Breaking: Wizards Under Fire for Providing Enjoyment to Many #Gaming #MTG @wizards_magic

Wizards of the Coast was just sued by several Magic: the Gathering judges. The complaint can be found here: https://www.scribd.com/doc/309867466/Shaw-Et-Al-v-Wizards-of-the-Coast-LLC. I’ve read the complaint, but I just found out about this, and I’ve spoken with no one about this. That being said….

This is crazy. Probably not enough to get sanctions against the plaintiffs, but crazy. They allege and employer-employer relationship, but I don’t see a logical basis for that claim, which would mean that the entire suit falls apart. (Note: They don’t need to prove that basis at this point. I’m simply stating that, in my mind, there’s no factual basis for that claim.) I don’t play Magic, but I’ve organized RP games for the DC area for over a decade, even running a convention for a couple of years. During the 3rd edition, Living Greyhawk days, I took two tests to earn some sort of certification as a judge. Nevertheless, we all know that this is volunteer work. We’re “working” for the community, not the company, and I know of no instance when WotC has ever claimed that judges were anything other than volunteers.
 
Most important to me is, if Shaw, et al. win, without exaggeration, I predict that it’s the end of organized play of any sort. If everyone who judges a game day for Magic, Dungeons & Dragons, or any other organized play event would need to be paid, reimbursed for expenses, etc., then these events have negative value to the companies that sanction them. There’s simply no reason even to allow them, let alone provide support for them.

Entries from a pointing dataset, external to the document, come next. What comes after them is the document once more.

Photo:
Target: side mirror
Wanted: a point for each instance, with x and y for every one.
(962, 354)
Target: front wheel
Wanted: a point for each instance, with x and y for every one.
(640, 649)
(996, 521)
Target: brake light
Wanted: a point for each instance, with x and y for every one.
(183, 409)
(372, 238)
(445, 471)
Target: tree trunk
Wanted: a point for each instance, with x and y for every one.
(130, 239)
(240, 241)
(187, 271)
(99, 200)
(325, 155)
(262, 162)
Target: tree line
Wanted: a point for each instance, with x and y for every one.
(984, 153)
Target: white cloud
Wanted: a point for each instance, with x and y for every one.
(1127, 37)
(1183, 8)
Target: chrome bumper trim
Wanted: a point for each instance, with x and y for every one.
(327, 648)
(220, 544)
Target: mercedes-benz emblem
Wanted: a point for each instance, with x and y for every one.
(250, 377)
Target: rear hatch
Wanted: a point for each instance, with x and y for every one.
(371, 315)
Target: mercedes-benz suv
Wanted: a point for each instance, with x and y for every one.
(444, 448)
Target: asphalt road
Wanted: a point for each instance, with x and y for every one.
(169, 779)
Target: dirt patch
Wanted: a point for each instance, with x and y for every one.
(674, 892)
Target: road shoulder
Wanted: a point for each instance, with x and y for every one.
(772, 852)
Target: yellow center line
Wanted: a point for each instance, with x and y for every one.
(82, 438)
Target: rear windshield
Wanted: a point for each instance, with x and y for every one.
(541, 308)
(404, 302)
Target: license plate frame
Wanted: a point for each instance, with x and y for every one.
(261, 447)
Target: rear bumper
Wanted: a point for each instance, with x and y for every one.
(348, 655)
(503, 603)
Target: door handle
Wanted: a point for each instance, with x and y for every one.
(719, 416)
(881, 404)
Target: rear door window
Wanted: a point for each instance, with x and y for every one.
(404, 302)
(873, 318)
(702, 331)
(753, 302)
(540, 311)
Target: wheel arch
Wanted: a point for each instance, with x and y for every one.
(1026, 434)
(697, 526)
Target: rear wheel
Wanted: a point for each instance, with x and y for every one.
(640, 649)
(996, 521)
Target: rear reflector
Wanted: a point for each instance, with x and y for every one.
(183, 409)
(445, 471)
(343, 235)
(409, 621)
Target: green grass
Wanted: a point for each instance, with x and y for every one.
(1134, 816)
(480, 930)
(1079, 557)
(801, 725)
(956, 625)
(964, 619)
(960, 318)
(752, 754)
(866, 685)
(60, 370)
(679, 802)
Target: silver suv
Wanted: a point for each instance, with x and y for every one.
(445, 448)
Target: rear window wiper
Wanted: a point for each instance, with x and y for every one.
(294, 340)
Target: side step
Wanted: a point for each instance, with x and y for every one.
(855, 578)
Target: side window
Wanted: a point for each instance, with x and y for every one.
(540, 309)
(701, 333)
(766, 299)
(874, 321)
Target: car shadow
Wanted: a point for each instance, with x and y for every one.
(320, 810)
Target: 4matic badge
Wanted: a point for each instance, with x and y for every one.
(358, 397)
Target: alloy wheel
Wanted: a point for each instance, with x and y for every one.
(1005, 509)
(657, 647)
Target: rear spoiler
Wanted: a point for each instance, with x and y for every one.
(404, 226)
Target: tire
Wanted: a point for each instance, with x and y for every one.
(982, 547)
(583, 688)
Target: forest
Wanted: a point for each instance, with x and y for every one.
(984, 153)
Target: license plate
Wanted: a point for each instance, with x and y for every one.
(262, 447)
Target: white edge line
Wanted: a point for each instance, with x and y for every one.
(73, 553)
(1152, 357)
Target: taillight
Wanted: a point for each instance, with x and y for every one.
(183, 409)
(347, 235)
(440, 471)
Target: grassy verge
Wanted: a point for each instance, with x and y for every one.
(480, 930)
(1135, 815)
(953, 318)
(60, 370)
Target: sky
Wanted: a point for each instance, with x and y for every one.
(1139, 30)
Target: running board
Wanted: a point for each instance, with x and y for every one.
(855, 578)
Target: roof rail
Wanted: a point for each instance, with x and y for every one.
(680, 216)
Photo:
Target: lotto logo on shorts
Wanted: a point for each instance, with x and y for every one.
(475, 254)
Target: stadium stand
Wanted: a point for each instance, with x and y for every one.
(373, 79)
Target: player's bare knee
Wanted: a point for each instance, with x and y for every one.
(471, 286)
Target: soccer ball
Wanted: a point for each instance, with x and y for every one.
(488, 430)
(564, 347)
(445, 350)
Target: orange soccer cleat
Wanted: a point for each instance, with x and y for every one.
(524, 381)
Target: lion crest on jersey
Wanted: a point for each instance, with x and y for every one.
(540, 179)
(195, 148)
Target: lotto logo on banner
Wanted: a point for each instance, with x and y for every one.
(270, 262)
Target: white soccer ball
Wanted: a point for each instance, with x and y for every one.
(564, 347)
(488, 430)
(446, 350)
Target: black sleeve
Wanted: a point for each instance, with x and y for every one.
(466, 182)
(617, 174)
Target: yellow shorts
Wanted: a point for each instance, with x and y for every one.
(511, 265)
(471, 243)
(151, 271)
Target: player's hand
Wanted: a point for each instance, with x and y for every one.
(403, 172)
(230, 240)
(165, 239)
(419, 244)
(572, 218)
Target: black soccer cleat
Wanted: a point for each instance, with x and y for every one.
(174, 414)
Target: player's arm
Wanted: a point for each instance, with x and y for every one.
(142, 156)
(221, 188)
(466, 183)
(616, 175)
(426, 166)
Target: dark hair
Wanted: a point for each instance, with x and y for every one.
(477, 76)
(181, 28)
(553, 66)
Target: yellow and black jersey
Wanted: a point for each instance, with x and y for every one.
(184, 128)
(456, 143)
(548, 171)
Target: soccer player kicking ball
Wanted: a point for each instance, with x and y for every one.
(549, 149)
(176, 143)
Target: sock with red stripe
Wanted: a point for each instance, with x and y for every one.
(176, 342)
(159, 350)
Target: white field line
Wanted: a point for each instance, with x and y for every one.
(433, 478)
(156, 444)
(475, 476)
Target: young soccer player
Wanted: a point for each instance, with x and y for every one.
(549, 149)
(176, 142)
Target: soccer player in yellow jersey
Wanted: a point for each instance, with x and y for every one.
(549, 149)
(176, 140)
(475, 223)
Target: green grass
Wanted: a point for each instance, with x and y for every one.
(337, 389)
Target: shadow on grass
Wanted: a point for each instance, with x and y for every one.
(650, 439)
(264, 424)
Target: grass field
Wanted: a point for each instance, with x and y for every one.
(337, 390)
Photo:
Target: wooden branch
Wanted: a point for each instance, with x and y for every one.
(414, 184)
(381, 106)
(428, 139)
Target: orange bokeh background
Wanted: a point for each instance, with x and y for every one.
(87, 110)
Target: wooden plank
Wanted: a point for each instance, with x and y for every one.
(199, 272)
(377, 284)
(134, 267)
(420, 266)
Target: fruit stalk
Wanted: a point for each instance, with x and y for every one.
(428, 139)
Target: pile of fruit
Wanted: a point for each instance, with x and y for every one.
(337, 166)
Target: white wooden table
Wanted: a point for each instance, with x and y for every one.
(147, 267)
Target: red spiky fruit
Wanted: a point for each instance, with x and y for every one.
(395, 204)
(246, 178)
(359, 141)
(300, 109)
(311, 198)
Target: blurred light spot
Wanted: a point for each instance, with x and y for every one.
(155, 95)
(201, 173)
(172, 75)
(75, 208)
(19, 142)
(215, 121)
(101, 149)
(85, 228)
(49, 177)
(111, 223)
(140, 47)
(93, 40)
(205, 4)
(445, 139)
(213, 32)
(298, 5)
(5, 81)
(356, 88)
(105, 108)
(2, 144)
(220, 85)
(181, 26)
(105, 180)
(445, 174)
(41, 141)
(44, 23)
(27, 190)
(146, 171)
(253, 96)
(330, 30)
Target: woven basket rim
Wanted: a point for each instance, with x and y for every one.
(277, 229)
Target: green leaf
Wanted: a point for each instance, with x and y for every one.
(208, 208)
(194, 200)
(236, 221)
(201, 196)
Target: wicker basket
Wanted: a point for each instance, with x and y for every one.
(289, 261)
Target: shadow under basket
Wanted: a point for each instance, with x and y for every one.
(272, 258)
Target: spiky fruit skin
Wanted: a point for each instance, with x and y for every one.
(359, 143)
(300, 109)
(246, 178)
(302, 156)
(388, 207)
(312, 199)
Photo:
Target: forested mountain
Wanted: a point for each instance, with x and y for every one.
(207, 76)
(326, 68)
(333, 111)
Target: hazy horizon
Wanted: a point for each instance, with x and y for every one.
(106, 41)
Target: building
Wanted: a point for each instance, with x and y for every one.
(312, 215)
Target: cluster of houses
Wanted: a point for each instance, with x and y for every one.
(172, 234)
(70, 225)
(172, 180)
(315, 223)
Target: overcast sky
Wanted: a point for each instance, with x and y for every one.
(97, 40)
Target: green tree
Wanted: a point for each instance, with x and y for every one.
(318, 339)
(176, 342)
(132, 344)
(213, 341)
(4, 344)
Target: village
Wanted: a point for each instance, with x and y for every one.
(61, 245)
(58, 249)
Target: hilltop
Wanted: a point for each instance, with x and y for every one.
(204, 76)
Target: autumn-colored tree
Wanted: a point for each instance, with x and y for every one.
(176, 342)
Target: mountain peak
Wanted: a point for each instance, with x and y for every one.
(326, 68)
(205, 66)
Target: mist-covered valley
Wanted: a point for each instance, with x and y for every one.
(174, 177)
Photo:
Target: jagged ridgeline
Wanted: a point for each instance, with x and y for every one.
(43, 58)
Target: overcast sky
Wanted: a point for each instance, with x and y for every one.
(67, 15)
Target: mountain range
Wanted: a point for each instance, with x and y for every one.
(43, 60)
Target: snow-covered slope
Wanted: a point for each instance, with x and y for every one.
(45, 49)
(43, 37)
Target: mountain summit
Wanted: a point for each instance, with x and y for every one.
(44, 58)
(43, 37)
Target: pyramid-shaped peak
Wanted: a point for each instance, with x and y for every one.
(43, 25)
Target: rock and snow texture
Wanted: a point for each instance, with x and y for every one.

In the long run, who does that help (other than the attorneys for the plaintiff)?
Please, if someone has a different view, let me know. If your argument is, “It’s really hard work,” then you’re missing my point. I’m one of the last people that needs to be lectured on how much work this sort of thing is. I’ve done it for a decade, suffering massive burnout from time to time, but it doesn’t justify me being paid.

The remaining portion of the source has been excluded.